Ése fue el caso de Mariel. Ella lo fue a consultar al padre Ignacio cuando tenía pocos meses de embarazo. Él, ni bien la vio, le adelantó que el parto iba a ser complicado. Pero para ayudarla durante ese trance le encomendó que hiciera una oración cuando entrara al octavo mes. Así lo hizo. Dijo el rezo y a la mañana siguiente dio a luz. “Fue difícil, pero salió todo bien”, cuenta airosa Mariel mientras mece a  su beba de cuatro meses a quien, claro, bautizó con el nombre de Milagros.

Son varios los que vuelven a agradecer, pero también están los que llegan por primera vez, alentados por estas historias que desafían hasta a los más incrédulos. Piden paz, trabajo, un embarazo o un amor.

Son las cinco y media de la tarde y la cola se empieza a mover lentamente. Es que a esa hora abren las puertas para que los madrugadores entren a la iglesia. El resto esperará en el patio. A las seis empieza la misa. El sol comienza a caer, se instala el frío y los que quedaron afuera de la capilla se acomodan en sillas plegables o en el piso y comparten mates, facturas y datos sobre este cura que tiene tanto de milagroso como de misterioso.

El padre Ignacio no es adepto a la prensa. Prefiere comunicarse por medio de videos que se suben a la página oficial de la iglesia (www.natividad.org.ar). Incluso desde allí se transmite en vivo la misa.

Pero la historia del padre Ignacio arranca en otro momento y en otras latitudes. Se dice que nació en la aldea de Balangoda, Sri Lanka, que estuvo en la India, para estudiar distintas religiones. Después vino el seminario en Londres y cuando egresó se unió a la orden Cruzada del Espíritu Santo, fundada, en 1966, por el cura irlandés Thomas Walsh. En 1979 desembarcó en Argentina y luego de una breve estadía en Córdoba se instaló en Rosario. El lugar que eligió para quedarse fue Rucci, un barrio humilde en las afueras de esa ciudad santafesina. Pero su fama se empezó a conocer a fines de los 90. Y en los últimos seis años trascendió los límites del país. Hasta se rumorea que lo citó el Papa para conocer más sobre él y su don.

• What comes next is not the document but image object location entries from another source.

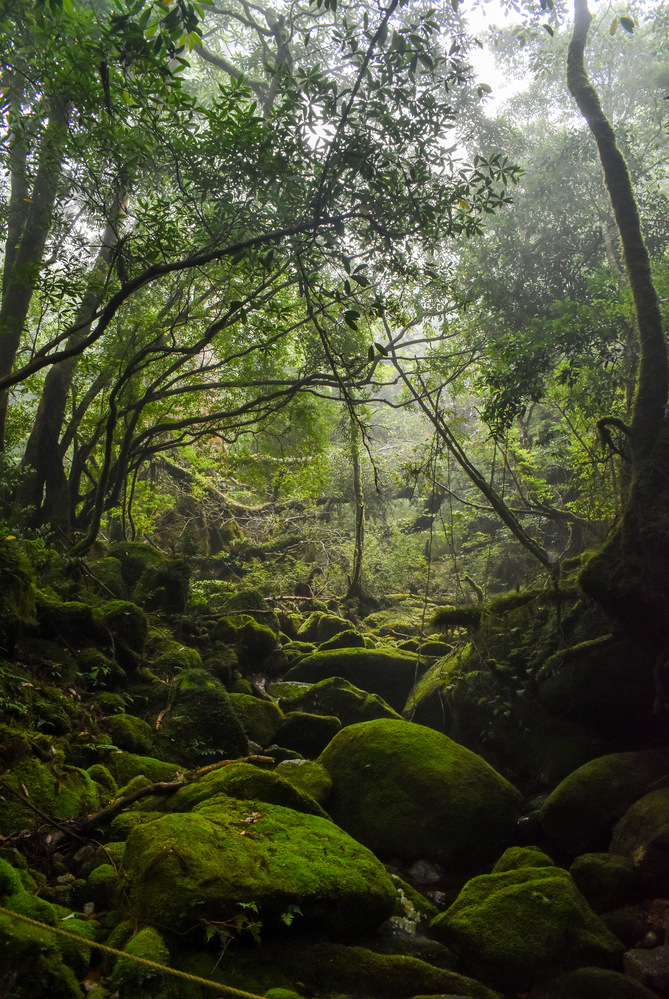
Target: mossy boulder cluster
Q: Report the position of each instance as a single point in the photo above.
(304, 805)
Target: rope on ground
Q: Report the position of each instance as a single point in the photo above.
(147, 962)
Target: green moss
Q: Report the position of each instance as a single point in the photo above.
(134, 559)
(260, 719)
(101, 775)
(320, 627)
(339, 697)
(246, 782)
(387, 673)
(349, 639)
(447, 618)
(107, 577)
(608, 882)
(60, 792)
(169, 657)
(407, 791)
(306, 733)
(579, 815)
(307, 776)
(126, 622)
(517, 857)
(69, 621)
(202, 863)
(125, 766)
(164, 587)
(519, 928)
(201, 726)
(130, 733)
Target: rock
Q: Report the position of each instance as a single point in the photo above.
(649, 967)
(520, 928)
(642, 836)
(517, 857)
(308, 776)
(489, 710)
(320, 627)
(163, 586)
(387, 673)
(410, 792)
(199, 865)
(607, 882)
(130, 733)
(248, 783)
(260, 719)
(579, 815)
(60, 792)
(349, 639)
(339, 697)
(201, 726)
(592, 983)
(306, 733)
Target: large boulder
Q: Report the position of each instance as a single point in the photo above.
(201, 726)
(579, 815)
(339, 697)
(518, 928)
(642, 837)
(385, 672)
(410, 792)
(181, 868)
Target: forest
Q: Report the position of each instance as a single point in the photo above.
(334, 511)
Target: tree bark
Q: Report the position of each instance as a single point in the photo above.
(629, 576)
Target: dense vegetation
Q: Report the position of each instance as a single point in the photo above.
(334, 520)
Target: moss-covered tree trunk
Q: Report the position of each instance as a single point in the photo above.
(630, 575)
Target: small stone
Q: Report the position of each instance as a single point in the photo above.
(650, 967)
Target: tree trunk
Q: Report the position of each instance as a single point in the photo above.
(629, 577)
(355, 589)
(45, 489)
(27, 235)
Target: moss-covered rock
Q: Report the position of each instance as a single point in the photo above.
(69, 621)
(519, 928)
(320, 627)
(517, 857)
(247, 783)
(306, 733)
(308, 776)
(339, 697)
(134, 558)
(17, 593)
(163, 586)
(201, 725)
(126, 623)
(201, 864)
(106, 577)
(606, 682)
(387, 673)
(606, 881)
(130, 733)
(579, 815)
(642, 836)
(61, 792)
(407, 791)
(124, 767)
(349, 639)
(490, 709)
(592, 983)
(259, 718)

A las siete de la tarde la misa termina y la gente va entrando en tandas a la iglesia. Finalmente comienza la imposición de manos. El padre mira uno a uno a los que se acercan, les toca la parte del cuerpo afectada, los abraza y les dice unas palabras de consuelo, contención y, en algunos casos, de buen augurio. Luego, sus asistentes indican qué tratamiento seguir, de acuerdo a lo que les transmita –por medio de señas y gestos- el cura.

Esa es la rutina todos los fines de semana. Y el cura sigue cada uno de estos pasos hasta que llega al último de los visitantes, algo que suele ocurrir cerca de la una de la mañana.

Ya es más de medianoche. La espera de los últimos ya va llegando al final. Se siguen susurrando historias de curaciones milagrosas que, para los creyentes, son muestra fehaciente del poder sanador del pader Ignacio y que, para los más escépticos, son meras casualidades. La única diferencia -abismal- entre estas dos posturas es la fe.